FIG. 13 is a perspective view of another embodiment of an apparatus 200 for forming a glass ribbon. FIG. 14 is a partially exploded view of apparatus 200. Apparatus 200 is configured to form a laminate glass ribbon. Accordingly, apparatus 200 comprises multiple forming bodies, for example, as described in U.S. Pat. No. 4,214,886, which is incorporated herein by reference in its entirety. In the embodiment shown in FIGS. 13-14, apparatus 200 comprises forming body 110 and a second forming body 210. Second forming body 210 is disposed above forming body 110. Thus, forming body 210 comprises an upper forming body, and forming body 110 comprises a lower forming body. Second forming body 210 can be configured as described herein with respect to forming body 110, except for the differences described herein. For example, second forming body 210 comprises a first forming surface 212 and a second forming surface 214 opposite the first forming surface. Unlike forming body 110, first and second forming surfaces 212 and 214 of second forming body 210 do not converge, but remain separate at a downstream end of the second forming body. In operation, streams of molten glass flow down opposing first and second forming surfaces 212 and 214. The streams of molten glass from second forming body 210 merge with or fuse to the streams of molten glass flowing over first and second forming surfaces 112 and 114 of forming body 110. The merged streams of molten glass flowing down first and second forming surfaces 112 and 114 converge at or adjacent draw line 116 to form the laminated glass ribbon. The glass ribbon is drawn continuously away from apparatus 200 in a draw direction (e.g., the Z direction).

In some embodiments, apparatus 200 is configured as an overflow distributor. For example, apparatus 200 comprises a trough 218 formed in an upper portion thereof. In operation, molten glass is fed into trough 218 from a melting and/or delivery system (not shown). The molten glass fills trough 218 and overflows opposing sidewalls of the trough to form the streams of molten glass flowing down opposing first and second forming surfaces 212 and 214. In some embodiments, first forming surface 212 is substantially parallel or parallel to second forming surface 214.

In some embodiments, the molten glass that flows down opposing first and second forming surfaces 212 and 214 of second forming body 210 comprises a different glass composition than the molten glass that flows down opposing first and second forming surfaces 112 and 114 of forming body 110. Thus, the laminated glass ribbon comprises a plurality of layers with different glass compositions. The properties of the laminated glass ribbon can be determined at least in part by the properties of the glass compositions. For example the glass composition that flows down second forming body 210 can comprise a lower CTE than the glass composition that flows down forming body 110 such that the laminated glass ribbon comprises a relatively high CTE core layer disposed between relatively low CTE cladding layers. Upon cooling, the cladding layers of such a laminated glass ribbon can be in compression, while the core layer can be in tension.

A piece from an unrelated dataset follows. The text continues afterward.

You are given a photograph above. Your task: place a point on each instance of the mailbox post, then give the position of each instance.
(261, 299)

Apparatus 200 comprises a second end dam assembly 250. Thus, end dam assembly 150 comprises a lower end dam assembly, and second end dam assembly 250 comprises an upper end dam assembly. Second end dam assembly 250 can be configured generally as described herein with reference to end dam assembly 150, except for the differences described herein. For example, second end dam assembly 250 comprises a first forming dam wall 252 extending in the draw direction along a first end 224 of first forming surface 212 and/or a second forming dam wall 254 extending in the draw direction along a first end 226 of second forming surface 214. Additionally, or alternatively, second end dam assembly 250 comprises a first bridge dam wall 256 disposed on an upper surface of forming body 210 and extending in a thickness direction (e.g., the Y-direction). First bridge dam wall 256 extends between and joins first forming dam wall 252 and second forming dam wall 254.

In some embodiments, second end dam assembly 250 comprises a third forming dam wall 258 extending in the draw direction along a second end 228 of first forming surface 212 opposite first end 224 and/or a fourth forming dam wall 260 extending in the draw direction along a second end 230 of second forming surface 214 opposite first end 226. Additionally, or alternatively, second end dam assembly 250 comprises a second bridge dam wall 262 disposed on the upper surface of forming body 210 and extending in the thickness direction. Second bridge dam wall 262 extends between and joins third forming dam wall 258 and fourth forming dam wall 260.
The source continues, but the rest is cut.